Ponte Vecchio sunset


          We went out for a quiet evening stroll, just in the area around the hotel, but when I saw the sun sinking behind the Ponte Vecchio I dragged Hubby to the next bridge where I had already picked my vantage point earlier in the day in hope a sunset picture with the bridge in the foreground.  I didn’t quite catch the light show I’d hoped for, but I do enjoy a good lamp-post shot too so I went away happy. 


          We headed back to the bridge and found ourselves a nice little spot to sit and listen to the local musicians while we watched the last of the daylight dissappear below the horizon. 


          After Florence, we moved onto Venice for a few days and at the end of our trip shared the Vaporetto with two young girls just setting off towards Florence.  On the crowded waterbus, I had enough time to pass on just one smile to look out for in Florence so I chose this one and suggested the girls bought themselves a picnic and spent an evening at Ponte Vecchio watching the sun go down. 

          More from before : a few days in “Florence” in June 2018.

“Sobbin’ women”


         We spent a couple of hours yesterday wandering around the Museum of Acedemia in Florence.  We particularly went to see “David“, but this one other statue raised a few smiles for another reason, it’s entitled “Rape of the Sabine women” and represents “the older man defeated by a young and vigorous opponent who grasps a young woman with a forceful gesture”.

          While Hubby was educating me on Michaelangelo’s finer arts, I found myself educating him on Roman history and … Musicals.

          Seven brides for seven brothers is one of my favourite musicals, and at one stage in the story, Howard Keel, trying to save his six younger brothers from heartache, tells them all about the Romans who stole the “Sabine women”, who, when they were finally rescued didn’t want to go home.

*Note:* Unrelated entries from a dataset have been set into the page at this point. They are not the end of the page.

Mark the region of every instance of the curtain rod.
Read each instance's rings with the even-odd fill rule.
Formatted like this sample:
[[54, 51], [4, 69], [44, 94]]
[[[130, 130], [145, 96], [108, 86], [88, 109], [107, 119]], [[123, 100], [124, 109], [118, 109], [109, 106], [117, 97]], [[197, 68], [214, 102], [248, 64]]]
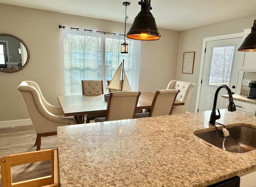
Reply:
[[[62, 26], [60, 25], [59, 25], [59, 28], [63, 28], [63, 29], [65, 29], [66, 28], [66, 27], [65, 26]], [[76, 30], [78, 31], [79, 30], [79, 28], [74, 28], [74, 27], [71, 27], [70, 28], [70, 30], [72, 30], [73, 29], [76, 29]], [[92, 30], [88, 30], [87, 29], [84, 29], [84, 31], [85, 32], [86, 31], [90, 31], [90, 32], [92, 32]], [[102, 33], [104, 33], [104, 34], [105, 34], [106, 33], [108, 33], [108, 34], [113, 34], [114, 36], [116, 36], [116, 33], [113, 33], [112, 32], [104, 32], [102, 31], [98, 31], [98, 30], [97, 31], [97, 33], [98, 33], [99, 32], [101, 32]], [[119, 34], [119, 35], [120, 35], [120, 34]]]

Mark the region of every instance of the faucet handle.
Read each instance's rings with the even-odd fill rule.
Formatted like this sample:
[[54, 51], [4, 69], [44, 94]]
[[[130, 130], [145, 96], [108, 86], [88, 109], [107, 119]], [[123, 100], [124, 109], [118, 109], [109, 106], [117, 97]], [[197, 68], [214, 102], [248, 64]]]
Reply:
[[215, 119], [219, 119], [220, 118], [220, 110], [217, 109], [217, 110], [218, 110], [218, 113], [219, 113], [219, 115], [216, 115], [215, 117]]

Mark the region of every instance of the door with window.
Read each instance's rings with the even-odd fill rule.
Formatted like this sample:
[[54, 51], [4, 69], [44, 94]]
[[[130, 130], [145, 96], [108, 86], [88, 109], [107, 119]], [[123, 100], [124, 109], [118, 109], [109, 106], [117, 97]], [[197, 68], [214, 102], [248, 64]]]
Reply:
[[[237, 51], [242, 38], [209, 41], [206, 42], [202, 80], [199, 111], [211, 110], [215, 92], [220, 85], [228, 86], [236, 93], [239, 70], [244, 53]], [[216, 109], [222, 108], [221, 95], [227, 94], [222, 89], [218, 94]]]

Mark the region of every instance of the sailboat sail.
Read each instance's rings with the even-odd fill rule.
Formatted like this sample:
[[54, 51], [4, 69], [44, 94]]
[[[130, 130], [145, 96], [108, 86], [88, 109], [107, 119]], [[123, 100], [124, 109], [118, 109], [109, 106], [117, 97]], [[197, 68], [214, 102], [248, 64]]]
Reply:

          He encourages his brothers to go into town and steal their newfound loves from their families in the way that the Sabine women were stolen, with the plan that they would then be snowed in and the women would fall in love with them by the time they could be rescued.

          I’m no authority at all on Roman history, but Adam (Howard Keel) was completely right, and, as you would expect nothing less from a musical, the brothers ended up with their brides.

          As for the statue, the museum guide says …

          “The three figures in the Rape of the Sabine are constructed around a spiralling vortex which, in its spacial movement, induces the spectator to move around the statue and offers infinite viewpoints” … 

         … Giambologna (the artist) made the sculpture with no subject in mind and later sculpted a bas-relief representing the battle of the Romans and the Sabines on the base of the statue to make his interpretation of the title clear to all.


          Since I didn’t read this information until after we’d left the museum, we wandered back to the hotel via Piazza Signora (Signora Square) to take a photo of the base of a copy of the statue which stands there.


          More from before : a few days in “Florence” in June 2018.